Pisa, incendio in azienda: “tenete le finestre chiuse”, ordinanza per 5 Comuni

Scattano le misure precauzionali dopo il rogo di un capannone con rifiuti plastici. “Chiudere finestre e limitare le attività all’aperto”

Una vasta nube di fumo nero ha interessato nelle ultime ore l’area tra la provincia di Pisa e le zone limitrofe, a seguito di un incendio divampato a Lugnano, frazione del Comune di Vicopisano, dove è andato a fuoco un capannone contenente rifiuti plastici destinati al riciclo. I Comuni di Pisa, Cascina, Vicopisano, Calci e San Giuliano Terme hanno emesso una raccomandazione alla popolazione invitando a mantenere chiuse finestre e aperture degli edifici, in via precauzionale, per ridurre l’esposizione ai fumi potenzialmente nocivi.

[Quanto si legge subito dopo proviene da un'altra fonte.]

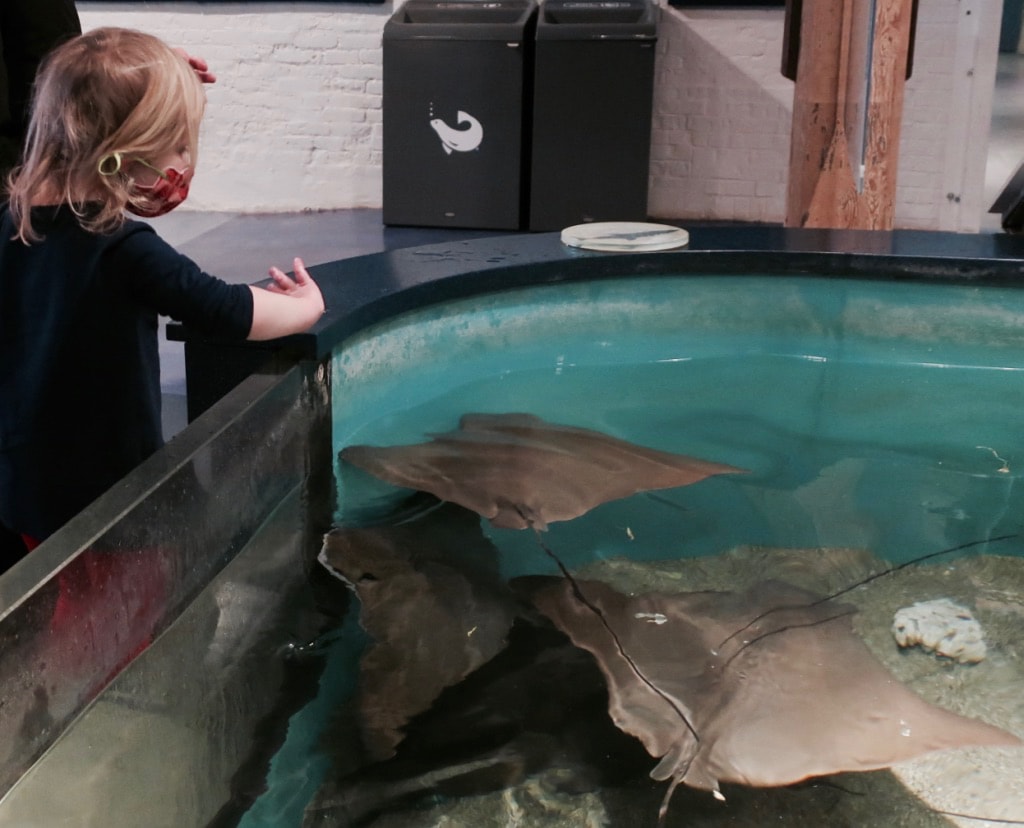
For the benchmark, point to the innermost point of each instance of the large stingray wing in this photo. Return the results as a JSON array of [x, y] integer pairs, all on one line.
[[432, 602], [519, 471], [763, 688]]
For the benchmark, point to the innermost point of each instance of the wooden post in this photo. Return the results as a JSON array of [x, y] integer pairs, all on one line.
[[848, 103]]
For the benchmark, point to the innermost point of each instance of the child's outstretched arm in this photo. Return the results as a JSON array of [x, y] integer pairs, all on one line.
[[288, 306]]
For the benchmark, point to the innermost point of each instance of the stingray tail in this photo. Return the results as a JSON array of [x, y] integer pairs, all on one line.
[[663, 812]]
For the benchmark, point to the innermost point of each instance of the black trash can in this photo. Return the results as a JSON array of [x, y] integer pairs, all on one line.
[[454, 111], [593, 89]]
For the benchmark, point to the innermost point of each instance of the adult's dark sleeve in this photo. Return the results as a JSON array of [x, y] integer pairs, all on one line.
[[29, 31]]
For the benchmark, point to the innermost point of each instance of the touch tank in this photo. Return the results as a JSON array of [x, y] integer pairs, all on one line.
[[869, 390]]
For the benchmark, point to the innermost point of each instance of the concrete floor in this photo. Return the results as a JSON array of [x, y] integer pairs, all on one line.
[[1006, 142]]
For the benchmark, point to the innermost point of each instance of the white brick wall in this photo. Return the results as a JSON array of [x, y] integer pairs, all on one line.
[[294, 121]]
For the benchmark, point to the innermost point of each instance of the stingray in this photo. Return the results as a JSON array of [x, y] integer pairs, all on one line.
[[796, 694], [432, 602], [539, 708], [519, 471]]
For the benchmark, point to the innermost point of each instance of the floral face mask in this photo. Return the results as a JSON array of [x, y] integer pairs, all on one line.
[[158, 199]]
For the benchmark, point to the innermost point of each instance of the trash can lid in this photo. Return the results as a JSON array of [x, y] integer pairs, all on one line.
[[625, 236], [597, 19], [461, 19]]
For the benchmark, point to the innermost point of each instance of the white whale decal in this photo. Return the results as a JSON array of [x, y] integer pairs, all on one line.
[[459, 140]]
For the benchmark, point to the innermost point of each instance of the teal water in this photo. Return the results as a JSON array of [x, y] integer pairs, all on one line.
[[870, 415]]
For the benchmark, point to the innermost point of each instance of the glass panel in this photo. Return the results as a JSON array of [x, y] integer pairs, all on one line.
[[96, 595]]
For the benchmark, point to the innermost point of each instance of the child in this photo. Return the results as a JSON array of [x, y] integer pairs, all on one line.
[[114, 127]]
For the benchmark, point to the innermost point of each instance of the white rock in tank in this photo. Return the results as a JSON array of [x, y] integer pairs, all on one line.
[[940, 626]]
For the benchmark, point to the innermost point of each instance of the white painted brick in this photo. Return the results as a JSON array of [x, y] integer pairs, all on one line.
[[299, 90]]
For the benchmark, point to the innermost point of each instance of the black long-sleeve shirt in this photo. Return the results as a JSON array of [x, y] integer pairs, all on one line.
[[79, 359]]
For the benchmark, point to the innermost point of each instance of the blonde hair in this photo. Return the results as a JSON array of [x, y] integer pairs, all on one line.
[[111, 94]]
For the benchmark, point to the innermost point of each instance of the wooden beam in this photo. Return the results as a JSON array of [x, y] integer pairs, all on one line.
[[848, 104]]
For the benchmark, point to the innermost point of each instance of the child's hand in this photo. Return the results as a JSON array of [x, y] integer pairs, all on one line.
[[302, 284], [287, 305]]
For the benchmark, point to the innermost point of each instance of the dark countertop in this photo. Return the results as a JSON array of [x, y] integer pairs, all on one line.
[[366, 290]]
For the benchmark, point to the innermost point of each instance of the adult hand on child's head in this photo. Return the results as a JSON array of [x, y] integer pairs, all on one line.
[[199, 66]]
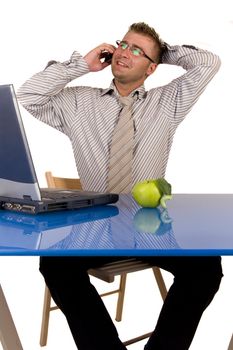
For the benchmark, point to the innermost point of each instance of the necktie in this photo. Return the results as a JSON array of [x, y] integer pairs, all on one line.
[[121, 150]]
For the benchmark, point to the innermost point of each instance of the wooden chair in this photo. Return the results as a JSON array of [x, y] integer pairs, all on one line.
[[106, 273], [230, 346]]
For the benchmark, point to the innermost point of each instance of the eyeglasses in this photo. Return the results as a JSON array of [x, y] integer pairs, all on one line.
[[136, 51]]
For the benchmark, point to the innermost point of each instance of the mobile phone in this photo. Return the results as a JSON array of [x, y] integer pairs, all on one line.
[[106, 56]]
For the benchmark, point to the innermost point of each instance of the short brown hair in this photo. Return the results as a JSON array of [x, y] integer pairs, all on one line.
[[145, 29]]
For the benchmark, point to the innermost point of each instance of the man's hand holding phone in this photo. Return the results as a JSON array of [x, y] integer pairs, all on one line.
[[100, 57]]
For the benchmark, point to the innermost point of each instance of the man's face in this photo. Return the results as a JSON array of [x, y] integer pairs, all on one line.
[[128, 68]]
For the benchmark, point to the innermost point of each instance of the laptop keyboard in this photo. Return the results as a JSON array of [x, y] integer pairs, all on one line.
[[60, 194]]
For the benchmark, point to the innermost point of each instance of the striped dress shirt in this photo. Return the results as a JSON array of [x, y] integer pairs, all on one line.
[[88, 115]]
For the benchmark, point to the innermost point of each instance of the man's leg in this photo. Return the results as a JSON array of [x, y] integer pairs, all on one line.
[[70, 287], [196, 280]]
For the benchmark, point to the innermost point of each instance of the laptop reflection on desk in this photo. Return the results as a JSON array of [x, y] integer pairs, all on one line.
[[24, 231]]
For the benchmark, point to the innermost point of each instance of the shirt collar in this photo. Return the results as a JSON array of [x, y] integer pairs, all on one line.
[[141, 92]]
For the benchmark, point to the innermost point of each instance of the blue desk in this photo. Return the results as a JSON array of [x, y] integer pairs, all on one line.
[[193, 224]]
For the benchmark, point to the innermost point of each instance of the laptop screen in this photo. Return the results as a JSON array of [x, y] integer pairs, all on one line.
[[17, 174]]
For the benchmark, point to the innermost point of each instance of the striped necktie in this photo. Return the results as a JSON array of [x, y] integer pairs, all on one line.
[[121, 150]]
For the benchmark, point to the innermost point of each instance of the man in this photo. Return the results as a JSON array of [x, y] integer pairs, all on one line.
[[88, 116]]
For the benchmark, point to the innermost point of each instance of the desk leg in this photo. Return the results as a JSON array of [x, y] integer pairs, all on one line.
[[8, 333], [230, 347]]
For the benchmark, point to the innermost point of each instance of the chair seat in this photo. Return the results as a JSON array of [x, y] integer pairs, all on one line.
[[107, 272]]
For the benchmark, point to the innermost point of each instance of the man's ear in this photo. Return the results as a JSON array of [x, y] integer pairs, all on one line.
[[152, 67]]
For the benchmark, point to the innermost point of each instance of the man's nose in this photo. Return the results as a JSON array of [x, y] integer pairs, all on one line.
[[126, 52]]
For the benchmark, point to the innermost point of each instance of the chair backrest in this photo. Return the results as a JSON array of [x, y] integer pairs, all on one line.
[[62, 182]]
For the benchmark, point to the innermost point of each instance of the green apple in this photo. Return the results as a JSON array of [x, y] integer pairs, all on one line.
[[152, 193]]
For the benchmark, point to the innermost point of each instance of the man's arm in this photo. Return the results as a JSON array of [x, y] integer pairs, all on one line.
[[46, 96], [180, 95]]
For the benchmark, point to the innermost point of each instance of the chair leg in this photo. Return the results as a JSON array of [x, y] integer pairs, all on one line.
[[230, 347], [8, 334], [121, 295], [160, 282], [45, 317]]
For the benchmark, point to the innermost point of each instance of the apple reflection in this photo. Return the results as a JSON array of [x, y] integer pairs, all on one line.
[[152, 220]]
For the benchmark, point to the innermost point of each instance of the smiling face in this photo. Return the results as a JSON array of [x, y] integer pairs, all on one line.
[[130, 69]]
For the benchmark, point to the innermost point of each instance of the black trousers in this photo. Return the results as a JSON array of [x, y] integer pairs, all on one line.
[[196, 280]]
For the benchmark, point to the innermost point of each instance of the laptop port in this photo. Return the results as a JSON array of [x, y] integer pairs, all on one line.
[[28, 209]]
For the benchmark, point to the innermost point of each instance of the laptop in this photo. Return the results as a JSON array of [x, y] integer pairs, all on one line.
[[19, 188]]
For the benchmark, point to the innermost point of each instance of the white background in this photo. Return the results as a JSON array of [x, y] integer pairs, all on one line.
[[34, 32]]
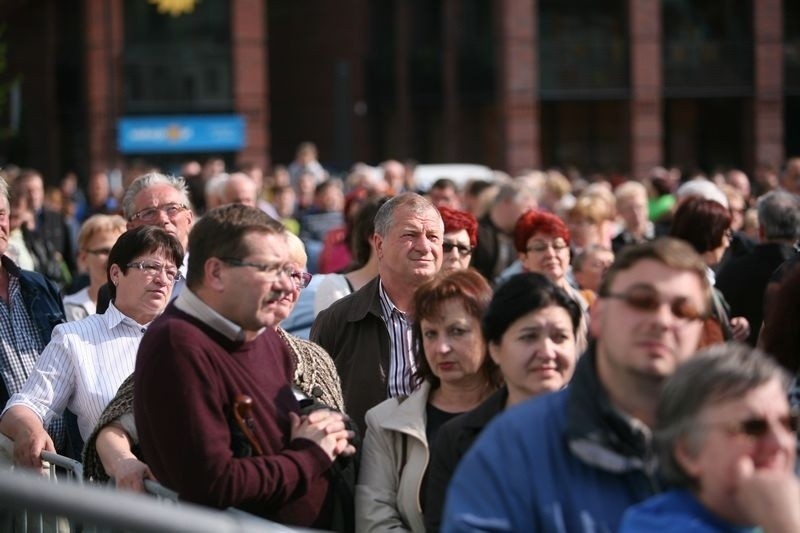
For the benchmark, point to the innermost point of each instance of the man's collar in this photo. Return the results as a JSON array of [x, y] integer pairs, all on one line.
[[597, 432], [386, 299], [188, 302]]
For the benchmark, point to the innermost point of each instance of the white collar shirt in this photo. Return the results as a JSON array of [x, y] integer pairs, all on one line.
[[81, 368]]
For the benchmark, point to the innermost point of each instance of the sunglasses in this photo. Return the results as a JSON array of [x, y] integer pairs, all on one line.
[[758, 427], [463, 251], [647, 298]]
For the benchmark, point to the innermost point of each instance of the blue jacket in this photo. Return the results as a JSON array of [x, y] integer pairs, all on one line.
[[43, 301], [563, 462], [676, 511]]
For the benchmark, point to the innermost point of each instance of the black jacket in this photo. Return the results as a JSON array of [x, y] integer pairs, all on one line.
[[453, 441]]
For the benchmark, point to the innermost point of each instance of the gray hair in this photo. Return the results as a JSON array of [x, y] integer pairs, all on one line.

Nella mattinata si è svolta una riunione urgente in Prefettura con la partecipazione dei sindaci del territorio, delle forze dell’ordine e dei rappresentanti di ASL Toscana Nord Ovest e di ARPAT, incaricate degli accertamenti ambientali. La nube, visibile anche a decine di km di distanza e segnalata persino nell’area di Livorno, ha spinto le autorità a procedere con un’ordinanza contingibile e urgente a tutela della salute pubblica.

I provvedimenti adottati sono di natura precauzionale e resteranno in vigore fino a nuove comunicazioni, in attesa degli esiti delle analisi ambientali.

Tra le principali misure disposte: la chiusura e mantenimento di porte e finestre in abitazioni, uffici e luoghi pubblici; disattivazione, ove possibile, di impianti di ventilazione e condizionamento con scambio d’aria esterna; limitazione delle uscite e della permanenza all’aperto ai soli casi necessari; sospensione delle attività lavorative, sportive e ricreative all’aperto; lavaggio accurato di frutta e ortaggi coltivati all’esterno prima del consumo; mantenimento di animali domestici e da allevamento in ambienti chiusi, proteggendo cibo e acqua da eventuali ricadute di cenere o fumi

Le autorità locali sottolineano che le misure sono state adottate in via preventiva e cautelativa, in attesa delle verifiche tecniche di ARPAT e ASL, finalizzate a determinare la qualità dell’aria e l’eventuale presenza di sostanze inquinanti derivanti dall’incendio.